Step-By-Step UCAS Law Application Process
To apply to study law through UCAS, you will need your personal information, a prepared personal statement and bank details to pay for your application.
- Register with UCAS. You will need to provide an email address, your first name and surname, create a password and agree to the terms of service to set up an account in the UCAS Hub.
- Complete registration questions. Once you have set up an account, you will need to complete a series of registration questions, including the year you want to study and that you’re interested in studying as an undergraduate.
- Your application. After completing the registration questions, you will be transferred to the UCAS Hub dashboard. Here you will find a section that directs you to ‘Your Application’. Click start to begin your application.
- Fill out application details. To start your application, enter your first name, any middle names and your surname exactly as they appear on official documents, such as your passport, driving licence and birth certificate. If you only have one name, enter this in the first and last name fields on your application.
- Add your education history. You must enter all qualifications from secondary education onwards, even if you are still awaiting grades. This will help universities to determine if you meet entry requirements.
- Provide your employment history. If you have been in any paid job roles – full- or part-time – you can give details of up to five jobs. You will need to include company names and addresses, job descriptions and start/finish dates. Unpaid or voluntary work should not be included in this section – these should be mentioned in your personal statement.
- If you have no paid work experience, leave this section blank.
- Search university law degree courses using the UCAS search tool. Find different types of law courses offered by hundreds of universities.
- Research the courses and check the entry requirements for the law universities that you’re interested in. For example, check the A Level grades that you need, and whether you need to take an LNAT exam or other entry test – if so, make sure you register for the required entry exam early.
- Select your courses. You can choose up to five courses, and you are not required to pick the same course for each institution, but bear in mind that your law personal statement must be applicable to each university that you apply to.

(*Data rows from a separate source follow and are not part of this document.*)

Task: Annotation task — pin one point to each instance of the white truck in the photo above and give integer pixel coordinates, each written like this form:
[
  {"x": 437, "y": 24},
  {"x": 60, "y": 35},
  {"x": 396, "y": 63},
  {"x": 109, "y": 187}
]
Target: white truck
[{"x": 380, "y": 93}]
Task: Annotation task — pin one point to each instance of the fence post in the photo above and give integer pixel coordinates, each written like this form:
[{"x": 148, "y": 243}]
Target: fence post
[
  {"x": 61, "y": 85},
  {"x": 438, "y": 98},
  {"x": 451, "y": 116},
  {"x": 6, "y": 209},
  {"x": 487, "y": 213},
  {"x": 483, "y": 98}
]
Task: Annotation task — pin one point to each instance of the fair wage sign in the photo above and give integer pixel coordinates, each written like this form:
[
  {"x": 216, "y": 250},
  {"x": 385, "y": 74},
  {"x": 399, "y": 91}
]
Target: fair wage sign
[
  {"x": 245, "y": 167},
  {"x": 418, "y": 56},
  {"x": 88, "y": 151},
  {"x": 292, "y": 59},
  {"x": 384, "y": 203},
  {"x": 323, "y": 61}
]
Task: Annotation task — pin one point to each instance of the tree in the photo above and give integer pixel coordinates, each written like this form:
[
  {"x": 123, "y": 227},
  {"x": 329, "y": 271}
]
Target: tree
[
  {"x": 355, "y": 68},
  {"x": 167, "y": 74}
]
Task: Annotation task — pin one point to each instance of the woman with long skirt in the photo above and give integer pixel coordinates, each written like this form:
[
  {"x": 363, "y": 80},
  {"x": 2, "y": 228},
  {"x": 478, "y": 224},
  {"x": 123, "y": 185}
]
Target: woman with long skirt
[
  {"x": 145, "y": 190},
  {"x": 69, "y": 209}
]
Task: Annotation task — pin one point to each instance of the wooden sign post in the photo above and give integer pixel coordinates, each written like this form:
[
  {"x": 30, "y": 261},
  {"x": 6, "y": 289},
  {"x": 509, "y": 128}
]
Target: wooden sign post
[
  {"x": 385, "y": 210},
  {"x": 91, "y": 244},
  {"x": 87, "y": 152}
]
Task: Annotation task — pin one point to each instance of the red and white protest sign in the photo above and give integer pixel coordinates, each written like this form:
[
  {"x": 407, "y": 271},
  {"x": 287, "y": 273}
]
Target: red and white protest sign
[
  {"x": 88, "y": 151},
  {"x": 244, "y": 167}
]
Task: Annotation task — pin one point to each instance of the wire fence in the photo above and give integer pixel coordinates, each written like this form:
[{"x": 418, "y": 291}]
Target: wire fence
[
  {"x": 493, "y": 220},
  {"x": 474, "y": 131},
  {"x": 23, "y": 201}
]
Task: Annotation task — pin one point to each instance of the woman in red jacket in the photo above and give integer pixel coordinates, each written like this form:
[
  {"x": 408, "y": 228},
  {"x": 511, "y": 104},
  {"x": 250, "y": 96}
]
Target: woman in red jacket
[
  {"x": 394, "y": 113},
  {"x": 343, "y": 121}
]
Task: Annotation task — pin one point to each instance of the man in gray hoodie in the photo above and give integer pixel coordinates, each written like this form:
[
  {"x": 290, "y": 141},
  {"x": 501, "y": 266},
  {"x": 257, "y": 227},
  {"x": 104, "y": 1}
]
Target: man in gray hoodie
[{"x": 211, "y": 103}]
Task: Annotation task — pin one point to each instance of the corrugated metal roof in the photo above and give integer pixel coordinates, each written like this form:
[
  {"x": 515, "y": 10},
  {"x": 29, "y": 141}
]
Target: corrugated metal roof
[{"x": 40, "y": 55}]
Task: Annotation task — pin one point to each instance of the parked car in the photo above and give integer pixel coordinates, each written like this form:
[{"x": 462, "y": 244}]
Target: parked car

There’s no preference order, and your chosen universities won’t see where else you have applied until you start replying to offers.
- Upload your UCAS law personal statement. A law personal statement is needed to support your application. If you have not yet prepared one, see our personal statement writing guide.
- Review your UCAS application. Check for errors and make sure your course choices, personal details and your supporting statement are all correct.
- Get a teacher’s reference. Ask your school teacher(s) to provide a character reference to further support your application to study law.
- Pay your application fee. UCAS application costs for 2023 are £22.50 for a single course or £27 to apply for multiple courses.
- Submit your application. Once you are happy that your application is complete and you have paid the correct fee, submit your application.
Law Admissions Tests
The LNAT is the main admissions test used by a number of universities to further distinguish between high-quality candidates, as law is such as competitive subject. Law universities that require the LNAT, include:
|UK LNAT Universities
|University of Bristol
|University of Glasgow
|Kings College London (KCL)
|LSE London School of Economics and Political Science
|University of Nottingham
|University of Oxford
|University of Cambridge
|UCL Faculty of Laws
You will need to factor in the UCAS law deadlines when taking an admissions test. If you are applying to Oxford or Cambridge, you must complete the entrance exam by October. For all other universities, you must take the LNAT by January.
Our LNAT guide has everything you need to know about the test.
UCAS Law Deadlines
UCAS law deadlines vary depending on the university, and are subject to change:
The deadline for applications for Oxford and Cambridge law courses is typically October.
For all other law universities, the deadline is usually January.
Some universities have additional entry exams to be taken alongside a UCAS law application, which will also have a deadline.
UCAS Late Applications
If you miss the UCAS January deadline, you can still apply for a law degree course, up to 30 June. However, universities may treat applications on a first-come, first-served basis. Applying after the deadline means that some popular law courses may be unavailable to you. UCAS Extra opens in February, which gives you additional options should you need them, allowing you to add further course choices if you have received no offers or decline any that you have received.
Any application submitted after 30 June is automatically entered into clearing.